Another problem with  offset management... When we manually maintain the offset in an external storage, there is another problem that can result due to the processing latency. Suppose a batch of data arrives as B-1, B-2, B-3... in the stream and the node that process B-1, B-2 takes more time, but B-3 processed faster that B-1 and B-2. In this case, since we are maintaining a single version of offset data in the external store, the offset will get overwritten with B-3 partition offset, hence loosing the partition offset data for B-1 and B-2. Normally this will not cause any data loss when the pipeline kept running, because spark will continuously reads and completely processes the data. Off-course the message processing would be out of sequence if your application cares about the sequencing of messages, Otherwise don't worry on that part.

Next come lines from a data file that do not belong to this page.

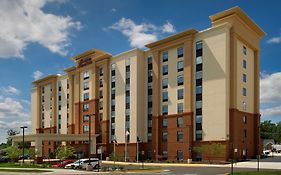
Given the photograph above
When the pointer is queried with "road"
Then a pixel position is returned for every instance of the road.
(271, 163)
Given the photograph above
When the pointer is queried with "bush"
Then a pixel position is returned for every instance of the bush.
(64, 152)
(13, 153)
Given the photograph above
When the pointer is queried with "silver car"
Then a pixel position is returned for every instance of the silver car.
(82, 163)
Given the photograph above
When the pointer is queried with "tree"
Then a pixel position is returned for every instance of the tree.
(32, 153)
(11, 133)
(64, 152)
(13, 152)
(217, 149)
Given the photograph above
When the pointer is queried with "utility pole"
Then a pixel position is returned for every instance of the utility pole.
(89, 167)
(23, 127)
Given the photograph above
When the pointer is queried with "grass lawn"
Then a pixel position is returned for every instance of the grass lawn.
(18, 165)
(24, 170)
(143, 170)
(259, 173)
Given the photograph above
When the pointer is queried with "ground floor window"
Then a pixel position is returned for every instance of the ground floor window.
(179, 155)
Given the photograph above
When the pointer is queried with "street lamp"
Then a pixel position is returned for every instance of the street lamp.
(89, 164)
(23, 127)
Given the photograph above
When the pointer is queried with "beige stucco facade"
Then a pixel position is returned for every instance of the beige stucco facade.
(216, 82)
(223, 101)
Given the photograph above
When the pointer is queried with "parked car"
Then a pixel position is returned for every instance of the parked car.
(4, 159)
(62, 164)
(25, 156)
(82, 163)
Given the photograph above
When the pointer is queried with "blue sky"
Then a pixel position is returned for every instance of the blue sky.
(38, 38)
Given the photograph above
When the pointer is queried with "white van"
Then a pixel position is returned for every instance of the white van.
(82, 163)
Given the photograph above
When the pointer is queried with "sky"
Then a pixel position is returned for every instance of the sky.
(38, 37)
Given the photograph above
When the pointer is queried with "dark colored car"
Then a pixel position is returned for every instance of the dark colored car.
(62, 164)
(25, 156)
(4, 159)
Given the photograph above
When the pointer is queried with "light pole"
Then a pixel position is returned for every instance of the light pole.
(258, 156)
(232, 157)
(90, 128)
(23, 127)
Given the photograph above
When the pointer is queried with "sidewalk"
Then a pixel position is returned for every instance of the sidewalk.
(162, 164)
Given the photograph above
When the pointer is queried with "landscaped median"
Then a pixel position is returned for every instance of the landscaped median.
(23, 170)
(158, 164)
(258, 173)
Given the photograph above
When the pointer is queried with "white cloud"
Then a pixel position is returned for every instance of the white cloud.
(13, 114)
(25, 22)
(272, 111)
(10, 90)
(274, 40)
(270, 85)
(168, 28)
(37, 74)
(140, 34)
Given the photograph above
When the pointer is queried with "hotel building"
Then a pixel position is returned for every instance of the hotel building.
(187, 90)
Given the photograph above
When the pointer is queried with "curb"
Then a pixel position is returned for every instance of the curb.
(159, 164)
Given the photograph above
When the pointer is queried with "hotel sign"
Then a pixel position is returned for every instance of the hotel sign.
(84, 62)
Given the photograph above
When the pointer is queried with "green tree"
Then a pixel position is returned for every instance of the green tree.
(64, 152)
(13, 153)
(11, 133)
(217, 149)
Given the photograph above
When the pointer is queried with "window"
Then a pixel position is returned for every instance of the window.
(199, 48)
(165, 69)
(164, 136)
(101, 105)
(198, 122)
(101, 94)
(165, 96)
(86, 85)
(180, 107)
(85, 107)
(179, 136)
(165, 155)
(180, 52)
(165, 83)
(180, 80)
(245, 119)
(244, 91)
(244, 50)
(180, 121)
(101, 71)
(85, 128)
(165, 122)
(199, 135)
(165, 109)
(244, 64)
(165, 56)
(86, 118)
(199, 60)
(180, 66)
(86, 75)
(198, 89)
(149, 60)
(149, 137)
(179, 155)
(244, 78)
(244, 106)
(180, 94)
(86, 96)
(198, 104)
(101, 83)
(199, 75)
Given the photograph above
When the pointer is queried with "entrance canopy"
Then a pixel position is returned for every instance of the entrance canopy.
(40, 137)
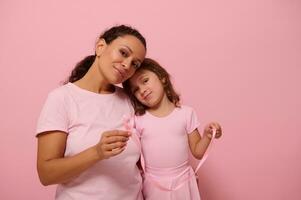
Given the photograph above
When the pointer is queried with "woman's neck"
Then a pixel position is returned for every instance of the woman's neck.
(94, 82)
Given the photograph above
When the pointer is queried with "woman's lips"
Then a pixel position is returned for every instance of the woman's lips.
(120, 72)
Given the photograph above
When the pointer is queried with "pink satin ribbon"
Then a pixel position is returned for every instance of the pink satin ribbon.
(128, 122)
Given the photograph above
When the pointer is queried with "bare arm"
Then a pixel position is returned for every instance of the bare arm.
(54, 168)
(199, 145)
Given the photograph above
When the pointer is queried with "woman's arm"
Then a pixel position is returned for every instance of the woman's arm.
(54, 168)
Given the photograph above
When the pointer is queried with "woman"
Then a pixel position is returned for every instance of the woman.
(81, 143)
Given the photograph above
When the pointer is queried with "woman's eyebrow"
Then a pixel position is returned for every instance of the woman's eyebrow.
(131, 52)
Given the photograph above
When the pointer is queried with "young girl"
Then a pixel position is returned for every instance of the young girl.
(163, 126)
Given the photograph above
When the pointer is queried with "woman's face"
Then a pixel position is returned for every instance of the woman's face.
(119, 60)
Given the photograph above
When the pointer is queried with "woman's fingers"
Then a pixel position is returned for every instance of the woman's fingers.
(112, 143)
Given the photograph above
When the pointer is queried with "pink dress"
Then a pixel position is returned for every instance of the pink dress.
(84, 116)
(165, 148)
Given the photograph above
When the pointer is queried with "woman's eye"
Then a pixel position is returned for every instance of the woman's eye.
(136, 65)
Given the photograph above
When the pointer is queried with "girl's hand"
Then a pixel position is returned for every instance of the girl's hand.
(112, 143)
(208, 131)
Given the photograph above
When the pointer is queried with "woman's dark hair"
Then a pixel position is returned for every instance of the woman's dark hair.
(153, 66)
(82, 67)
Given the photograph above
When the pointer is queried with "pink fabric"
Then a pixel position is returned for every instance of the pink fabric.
(84, 115)
(165, 150)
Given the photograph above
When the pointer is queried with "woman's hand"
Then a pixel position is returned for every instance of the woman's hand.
(208, 131)
(112, 143)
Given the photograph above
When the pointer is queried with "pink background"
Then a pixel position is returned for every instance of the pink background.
(236, 61)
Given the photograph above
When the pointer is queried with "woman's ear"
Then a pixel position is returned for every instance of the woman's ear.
(163, 80)
(100, 46)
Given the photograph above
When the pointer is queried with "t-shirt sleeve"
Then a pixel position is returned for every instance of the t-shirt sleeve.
(53, 116)
(192, 120)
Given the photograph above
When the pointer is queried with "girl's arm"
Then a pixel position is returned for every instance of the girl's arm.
(54, 168)
(198, 145)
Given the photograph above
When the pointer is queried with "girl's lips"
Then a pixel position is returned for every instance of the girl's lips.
(146, 97)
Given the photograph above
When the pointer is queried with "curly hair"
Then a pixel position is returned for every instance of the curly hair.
(153, 66)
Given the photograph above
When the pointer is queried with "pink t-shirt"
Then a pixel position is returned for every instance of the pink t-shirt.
(84, 116)
(164, 139)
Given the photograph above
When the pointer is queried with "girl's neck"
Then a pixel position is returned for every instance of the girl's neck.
(94, 82)
(164, 108)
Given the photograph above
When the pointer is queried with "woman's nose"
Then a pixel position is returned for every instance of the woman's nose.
(126, 63)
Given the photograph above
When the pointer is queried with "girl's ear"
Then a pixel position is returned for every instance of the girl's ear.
(100, 46)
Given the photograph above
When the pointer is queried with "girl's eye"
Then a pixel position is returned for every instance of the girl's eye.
(123, 53)
(145, 80)
(134, 90)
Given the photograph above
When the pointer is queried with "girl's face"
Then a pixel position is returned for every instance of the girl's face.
(119, 60)
(147, 88)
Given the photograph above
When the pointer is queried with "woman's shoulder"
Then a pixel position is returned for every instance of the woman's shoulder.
(186, 108)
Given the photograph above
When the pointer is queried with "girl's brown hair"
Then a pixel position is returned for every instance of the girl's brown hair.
(153, 66)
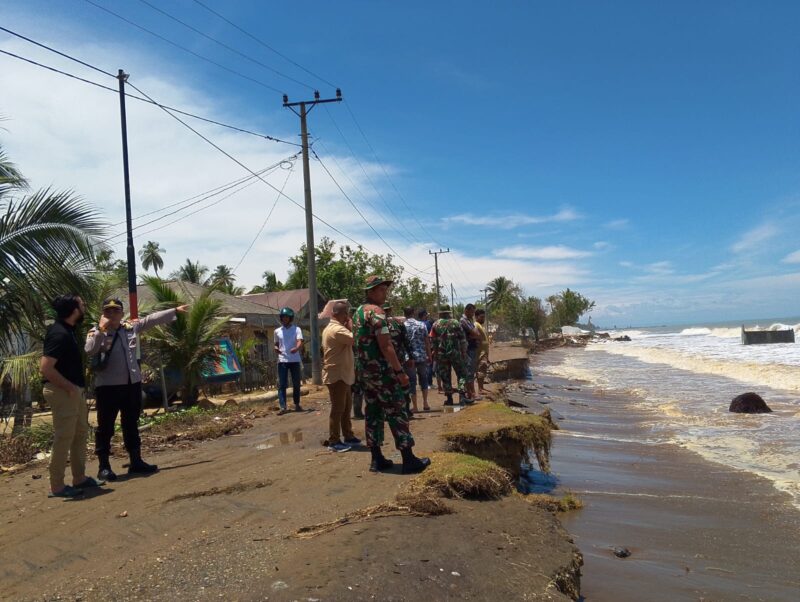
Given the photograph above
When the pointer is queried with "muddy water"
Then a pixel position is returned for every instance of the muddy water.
(697, 530)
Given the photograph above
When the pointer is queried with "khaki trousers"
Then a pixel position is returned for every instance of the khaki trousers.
(341, 407)
(70, 430)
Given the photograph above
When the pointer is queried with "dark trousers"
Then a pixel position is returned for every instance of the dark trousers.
(284, 369)
(113, 400)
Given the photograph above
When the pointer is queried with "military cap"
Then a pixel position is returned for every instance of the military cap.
(375, 280)
(113, 303)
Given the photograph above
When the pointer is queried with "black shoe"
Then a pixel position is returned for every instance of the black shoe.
(412, 464)
(379, 463)
(139, 466)
(106, 474)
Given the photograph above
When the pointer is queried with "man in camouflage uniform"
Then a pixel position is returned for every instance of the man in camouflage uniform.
(399, 336)
(382, 380)
(449, 350)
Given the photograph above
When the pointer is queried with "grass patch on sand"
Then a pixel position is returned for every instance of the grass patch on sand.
(565, 503)
(496, 432)
(457, 475)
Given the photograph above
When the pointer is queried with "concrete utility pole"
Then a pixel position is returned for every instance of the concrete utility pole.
(132, 296)
(313, 309)
(436, 263)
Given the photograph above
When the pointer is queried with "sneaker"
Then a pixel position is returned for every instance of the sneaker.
(339, 447)
(67, 492)
(89, 483)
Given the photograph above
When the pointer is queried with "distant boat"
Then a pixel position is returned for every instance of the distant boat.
(763, 337)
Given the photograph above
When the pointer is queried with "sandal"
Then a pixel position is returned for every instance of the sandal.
(67, 492)
(88, 483)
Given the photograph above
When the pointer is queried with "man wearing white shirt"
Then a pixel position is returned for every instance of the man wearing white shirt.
(289, 346)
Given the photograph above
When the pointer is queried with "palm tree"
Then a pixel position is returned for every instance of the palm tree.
(47, 242)
(150, 255)
(222, 278)
(502, 291)
(190, 342)
(191, 272)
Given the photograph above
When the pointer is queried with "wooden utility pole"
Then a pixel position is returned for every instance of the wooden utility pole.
(436, 263)
(313, 308)
(132, 295)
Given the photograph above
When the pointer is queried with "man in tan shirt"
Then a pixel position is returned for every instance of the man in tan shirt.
(338, 373)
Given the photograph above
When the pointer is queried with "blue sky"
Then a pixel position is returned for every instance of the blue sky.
(645, 154)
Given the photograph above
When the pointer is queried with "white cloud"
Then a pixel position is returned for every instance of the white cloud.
(617, 224)
(556, 252)
(792, 257)
(510, 221)
(753, 239)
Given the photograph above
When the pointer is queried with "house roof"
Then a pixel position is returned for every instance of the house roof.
(234, 306)
(297, 299)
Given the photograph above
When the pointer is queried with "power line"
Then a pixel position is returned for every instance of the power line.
(176, 45)
(266, 219)
(264, 44)
(246, 168)
(72, 58)
(139, 98)
(366, 221)
(205, 196)
(369, 180)
(223, 45)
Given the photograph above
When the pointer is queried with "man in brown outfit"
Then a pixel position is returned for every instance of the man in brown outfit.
(338, 373)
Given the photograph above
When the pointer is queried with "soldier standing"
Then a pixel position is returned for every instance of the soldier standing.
(449, 350)
(118, 382)
(382, 380)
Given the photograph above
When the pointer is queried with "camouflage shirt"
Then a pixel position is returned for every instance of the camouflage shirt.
(368, 322)
(448, 339)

The problem arises when we restart the pipeline when the batches B-1 and B-2 are in process. When the pipeline comes up, it fetches the offset from latest batch( i.e B-3 ) and end up loosing some message from B-1 and B-2. A solution for this is to maintain a snapshot of in process and completed batch records in a noSql db like Hbase instead of maintaining a single version of offset records. When the pipeline restarts, fetch the offset records from B-0, (min of sequence nbr -1 of the In-process records, sequence 1000). Only problem with this is to handle the duplicate messages that was processed before the restart, that is any way is mandatory requirement of a data pipeline.



Processing parallelism

Now lets talk about the processing parallelism. One of the key feature for the new direct API is that the streaming data is already partitioned while you reads the batch of data. Simple, there is no confusion. The number of partition in an RDD batch is equal to the number of partitions in kafka. forEachPartition method takes each partition and process in parallel, also it allows to effectively uses shared resource per partition. Instead of creating separate resources for each rdd, forEachPartition method reuses same resource for all rdd under a particular partition. Processing parallelism is directly tied up with the number of partitions we configure on kafka Topic. Spinning multiple consumer groups for the same Kafka topic is also another way to attain processing parallelism.


To conclude, above are some of the challenges and solution in building real time data pipeline. By looking at these challenges, Spark streaming needs to evolve little more in order to handle these little problems. Kafka streams and Kafka connect is another way of building a light weight streaming pipeline.